Sunday, May 5, 2013

Adventures at the National Gallery

What is this photo?  It is performance art, an exploration of the unexpected encounter between the average museum-goer, generally WASP-ish, educated, upper income, and a group of unusual visitors to the National Gallery-- immigrant teenagers, many poor, some with limited literacy, most of whom have never been to a museum before.  The piece highlights the bourgeois discomfort of being confronted with behaviors and norms in conflict with the protocol of a museum visit, and questions established ideas as to who a museum is for and how one ought to interact with art.

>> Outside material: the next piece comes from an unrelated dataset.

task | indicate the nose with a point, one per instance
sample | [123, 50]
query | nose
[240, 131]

So that last paragraph was just me flexing my academic writing BS skills.  (I think this proves that I've generally still got it, even if that reads a bit more awkwardly than I would like--it is, after all, a genre of writing that is by nature clunky and unreadable).  On Friday, three other ESOL (English for Speakers of Other Languages) teachers at my school and I took 100 ESOL students to the National Gallery of Art on a field trip.  It was lovely to see the excitement on their faces as the buses rolled into the district and they saw the Washington Monument and the White House for the first time.  As we walked past security into the National Gallery, the energy level was palpable--students were smiling, pointing to sculptures and paintings, chattering to one another in Spanish, Korean, Chinese, Arabic, Hindi, Farsi.

The conflict between museum protocol and student enthusiasm started almost immediately, with one museum official yelling loudly at the entire group for making too much noise as we stood just past the entrance in an enormous group.  It didn't get better as we got upstairs and started to view paintings: I watched, amused, as students posed to take pictures in front of Renaissance Art, flashing gang signs and making goofy faces while the other museum goers stolidly walked from painting to painting.  One student was chattering enthusiastically in Korean about a painting depicting Christ, using his pencil to point out a detail to a friend only an inch or so from the canvas--and drawing the ire of the guards, who tended to swarm to whatever room most of our students were walking through.  I felt slightly embarrassed and resolved to teach a lesson on museum etiquette before the next trip.  And then I thought--why do they have to conform? Okay, yes, a lesson about NOT appearing to be on the verge on destroying priceless works of art might be a good idea, but why not strike a pose with buddies?  Why is the slow walk, hands behind the back, hushed whispers to a friend, the only way to experience this?  Here are these students, not your average museum attenders at all, clearly enjoying art.  Shouldn't art lovers be gratified to see art's audience expanding?  Or is what we love not really art at all, but the illusion of exclusivity?  I cannot continue to say, "I am the kind of person who goes to museums, who takes time to memorize the dates and  aesthetic distinctions of baroque, rococo  and neoclassical styles, which makes me refined, special, and better" when the masses are all taking part in the same activities.  

So no, this photo was not taken of performance art, but it does genuinely capture my students' interaction with art as they experienced the museum in a way meaningful to them, making it their own.  They're trying to look cool and tough, gangsterish not because of real gangster connections but because of the invincibility and power it implies, powerful things for boys caught up in lives where they've been dragged to a new country without much say.  Just don't tell them that they look more like a boy band.